When the completion proposal form is show, it takes away the focus from the editor host window - so it looks like the application has lost focus. Neither VS or RS do this. This also (when themes are enabled) sometimes results in a white flash before the form paints. I tried to capture a video/gif of this but even with 60fps it didn't show it.

Of course the issue is that we want the form to accept key strokes, mouse clicks - but it os possible to do this without the form having focus. It would require some refactoring - and perhaps some tighter integration between the component and the editor.

FWIW - I did this the variable completion stuff in FinalBuilder - a bit more complicated there as it has to hook multiple controls on the form and they are not known at design time (many of the forms/frames are dynamically generated at runtime).

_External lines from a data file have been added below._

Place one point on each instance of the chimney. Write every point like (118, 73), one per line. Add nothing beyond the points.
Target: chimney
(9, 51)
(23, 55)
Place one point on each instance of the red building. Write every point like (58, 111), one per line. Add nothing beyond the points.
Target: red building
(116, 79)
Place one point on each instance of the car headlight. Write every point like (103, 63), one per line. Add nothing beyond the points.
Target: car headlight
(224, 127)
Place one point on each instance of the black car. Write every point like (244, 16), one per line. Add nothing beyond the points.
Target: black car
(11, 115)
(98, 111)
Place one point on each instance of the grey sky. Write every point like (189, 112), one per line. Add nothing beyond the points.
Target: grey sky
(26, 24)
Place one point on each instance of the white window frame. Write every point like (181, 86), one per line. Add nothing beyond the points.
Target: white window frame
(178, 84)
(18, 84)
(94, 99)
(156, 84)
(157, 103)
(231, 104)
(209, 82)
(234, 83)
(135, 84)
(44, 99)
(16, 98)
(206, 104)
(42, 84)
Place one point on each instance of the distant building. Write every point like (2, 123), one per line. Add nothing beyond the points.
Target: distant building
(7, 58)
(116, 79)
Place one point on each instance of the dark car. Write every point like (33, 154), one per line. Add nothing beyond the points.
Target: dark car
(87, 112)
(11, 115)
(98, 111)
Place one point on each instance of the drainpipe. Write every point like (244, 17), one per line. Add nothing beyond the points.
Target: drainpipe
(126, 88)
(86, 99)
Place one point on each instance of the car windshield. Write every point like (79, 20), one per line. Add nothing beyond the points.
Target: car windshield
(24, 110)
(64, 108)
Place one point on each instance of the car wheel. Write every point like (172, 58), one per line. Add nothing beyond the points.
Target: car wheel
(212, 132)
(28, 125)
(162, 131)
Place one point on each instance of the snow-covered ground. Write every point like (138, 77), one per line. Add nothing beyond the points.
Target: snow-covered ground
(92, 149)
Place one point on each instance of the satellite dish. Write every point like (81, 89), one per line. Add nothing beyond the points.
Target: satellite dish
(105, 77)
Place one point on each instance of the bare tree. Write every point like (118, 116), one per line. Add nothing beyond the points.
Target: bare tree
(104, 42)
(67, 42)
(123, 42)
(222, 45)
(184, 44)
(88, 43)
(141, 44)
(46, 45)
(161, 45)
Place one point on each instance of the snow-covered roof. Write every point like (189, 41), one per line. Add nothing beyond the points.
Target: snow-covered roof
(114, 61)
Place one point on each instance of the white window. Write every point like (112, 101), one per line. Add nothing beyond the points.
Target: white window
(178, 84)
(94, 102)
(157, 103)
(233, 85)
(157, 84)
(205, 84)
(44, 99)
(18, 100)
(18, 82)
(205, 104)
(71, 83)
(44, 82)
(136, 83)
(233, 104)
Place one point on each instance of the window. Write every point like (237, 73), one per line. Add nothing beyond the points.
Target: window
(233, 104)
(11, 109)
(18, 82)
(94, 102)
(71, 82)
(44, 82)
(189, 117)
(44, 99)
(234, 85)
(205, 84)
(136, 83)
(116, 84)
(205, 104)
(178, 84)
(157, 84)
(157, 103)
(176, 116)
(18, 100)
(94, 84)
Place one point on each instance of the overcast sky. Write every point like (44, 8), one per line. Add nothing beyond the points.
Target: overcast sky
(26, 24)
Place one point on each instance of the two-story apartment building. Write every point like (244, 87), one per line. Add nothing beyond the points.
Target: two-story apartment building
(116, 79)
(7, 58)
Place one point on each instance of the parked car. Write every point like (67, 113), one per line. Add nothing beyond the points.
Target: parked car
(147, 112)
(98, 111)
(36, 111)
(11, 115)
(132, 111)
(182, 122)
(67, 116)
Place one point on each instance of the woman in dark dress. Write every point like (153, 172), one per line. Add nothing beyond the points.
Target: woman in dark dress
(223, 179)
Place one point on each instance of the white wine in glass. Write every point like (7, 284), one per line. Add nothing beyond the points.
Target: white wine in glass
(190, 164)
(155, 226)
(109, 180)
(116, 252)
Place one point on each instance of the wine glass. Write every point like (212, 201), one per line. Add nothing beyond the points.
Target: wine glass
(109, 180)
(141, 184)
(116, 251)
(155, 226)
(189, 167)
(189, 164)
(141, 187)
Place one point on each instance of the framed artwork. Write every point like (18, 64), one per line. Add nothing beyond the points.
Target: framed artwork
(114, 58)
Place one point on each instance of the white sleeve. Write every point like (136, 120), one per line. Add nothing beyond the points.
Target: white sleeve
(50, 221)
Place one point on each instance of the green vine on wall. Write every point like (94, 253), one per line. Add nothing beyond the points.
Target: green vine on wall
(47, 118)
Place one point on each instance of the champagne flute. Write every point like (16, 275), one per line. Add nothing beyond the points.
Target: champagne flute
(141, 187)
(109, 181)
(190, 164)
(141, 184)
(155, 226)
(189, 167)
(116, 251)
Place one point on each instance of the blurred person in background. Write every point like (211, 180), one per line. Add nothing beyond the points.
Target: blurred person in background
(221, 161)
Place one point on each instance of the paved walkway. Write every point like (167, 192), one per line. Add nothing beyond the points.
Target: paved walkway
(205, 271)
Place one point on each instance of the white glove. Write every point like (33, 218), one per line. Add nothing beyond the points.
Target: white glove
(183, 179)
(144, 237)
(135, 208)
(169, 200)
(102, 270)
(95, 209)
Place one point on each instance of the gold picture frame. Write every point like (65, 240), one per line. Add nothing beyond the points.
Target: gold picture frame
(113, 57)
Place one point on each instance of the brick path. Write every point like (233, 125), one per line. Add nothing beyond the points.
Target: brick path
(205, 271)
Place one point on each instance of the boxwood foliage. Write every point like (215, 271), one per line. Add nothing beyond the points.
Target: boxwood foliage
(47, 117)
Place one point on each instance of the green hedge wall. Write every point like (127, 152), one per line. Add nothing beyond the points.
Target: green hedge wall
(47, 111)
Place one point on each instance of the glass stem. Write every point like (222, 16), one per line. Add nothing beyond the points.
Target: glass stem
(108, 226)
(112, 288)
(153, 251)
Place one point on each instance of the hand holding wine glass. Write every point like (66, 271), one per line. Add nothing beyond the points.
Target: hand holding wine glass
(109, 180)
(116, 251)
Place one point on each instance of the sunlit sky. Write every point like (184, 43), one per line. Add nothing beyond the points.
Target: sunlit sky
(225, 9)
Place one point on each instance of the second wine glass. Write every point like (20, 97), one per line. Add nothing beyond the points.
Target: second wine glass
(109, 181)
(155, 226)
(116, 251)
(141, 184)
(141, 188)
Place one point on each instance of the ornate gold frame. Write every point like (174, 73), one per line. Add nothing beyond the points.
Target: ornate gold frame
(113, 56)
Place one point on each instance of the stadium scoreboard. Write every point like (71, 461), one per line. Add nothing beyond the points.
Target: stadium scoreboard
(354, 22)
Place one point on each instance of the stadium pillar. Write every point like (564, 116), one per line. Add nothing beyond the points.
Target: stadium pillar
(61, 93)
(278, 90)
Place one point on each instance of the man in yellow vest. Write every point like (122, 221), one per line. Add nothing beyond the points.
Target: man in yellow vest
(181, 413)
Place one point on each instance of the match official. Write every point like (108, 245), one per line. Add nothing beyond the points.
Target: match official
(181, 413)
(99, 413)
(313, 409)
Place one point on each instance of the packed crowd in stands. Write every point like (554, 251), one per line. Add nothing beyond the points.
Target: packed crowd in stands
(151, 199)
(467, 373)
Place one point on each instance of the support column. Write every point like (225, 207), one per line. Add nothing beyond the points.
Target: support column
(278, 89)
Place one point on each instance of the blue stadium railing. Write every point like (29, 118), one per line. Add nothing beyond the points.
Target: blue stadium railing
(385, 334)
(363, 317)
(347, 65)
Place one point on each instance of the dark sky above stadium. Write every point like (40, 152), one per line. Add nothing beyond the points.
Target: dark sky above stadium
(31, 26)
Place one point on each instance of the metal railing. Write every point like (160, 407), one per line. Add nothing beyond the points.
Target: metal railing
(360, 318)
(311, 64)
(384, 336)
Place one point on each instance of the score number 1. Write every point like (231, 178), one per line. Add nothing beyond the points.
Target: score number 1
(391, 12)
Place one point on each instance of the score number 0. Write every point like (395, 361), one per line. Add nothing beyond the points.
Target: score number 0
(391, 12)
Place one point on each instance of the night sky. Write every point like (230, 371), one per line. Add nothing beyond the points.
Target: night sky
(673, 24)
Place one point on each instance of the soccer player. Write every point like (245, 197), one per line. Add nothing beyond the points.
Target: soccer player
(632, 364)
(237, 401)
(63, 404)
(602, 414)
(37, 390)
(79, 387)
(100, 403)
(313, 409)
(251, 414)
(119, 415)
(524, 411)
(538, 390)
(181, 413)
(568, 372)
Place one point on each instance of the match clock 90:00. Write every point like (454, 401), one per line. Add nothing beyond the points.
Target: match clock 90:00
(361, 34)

If there is interest in this I would like to have a crack at it.

The plan would be for the completion proposal component to tap into the editor key events - if the proposal form is showing then consume the events, otherwise pass them back to the control. The form would be shown without activation, and would handle the WM_MOUSEACTIVATE message, eg

procedure TFBVariableHintWindow.WMMouseActivate(var message: TWMMouseActivate);
begin
  message.Result := MA_NOACTIVATE;
end;

One unknown with this would be whether the scrollbar would play ball with this technique.

Any thoughts on the best approach to hook into the editor key events?

vincentparrett commented 1 year ago

Oh, just realised the TSynCompletionProposal already hooks the key events so could probably deal with it from there. Will give it a go.

pyscripter commented 1 year ago

From the source code:

      if not Form.Visible then
      begin
        //ShowWindow(Form.Handle, SW_SHOWNOACTIVATE);
        ShowWindow(Form.Handle, SW_SHOWNA);
        Form.Visible := True;
      end;
      Form.Invalidate;

SW_SHOWNOACTIVATE: Displays a window in its most recent size and position. This value is similar to SW_SHOWNORMAL, except that the window is not activated.

SW_SHOWNA: Displays the window in its current size and position. This value is similar to SW_SHOW, except that the window is not activated.

Not exactly sure what is the difference.

vincentparrett commented 1 year ago

Yeah I have been playing with those and I still can't see what the diff is. The trouble is Form.Visible causes activation anyway. Looks like it's going to be a lot more complicated than I thought.

Also, in the demo I don't see the focus change, but in my application I do - I have no idea why as I'm not doing anything different.

pyscripter commented 1 year ago

I compared to VS Code.

Otherwise they are not very different.

If we can make it so that the main form appears activated without any side-effects, I would be happy to incorporate it.

pyscripter commented 1 year ago

Looked at the demo again. You are right. The main form does not appear deactivated. In PyScripter the main form gets deactivated. Not sure what is the difference. If you find out please let me know.

vincentparrett commented 1 year ago

No closer to figuring out why the demo doesn't show the activation change.

My gut feeling is this needs to not be a form but a TCustomControl. That is how I implemented it in finalbuilder's variablesense feature and don't have any issues with focus etc. I'll come back to this in the future when I have more time available.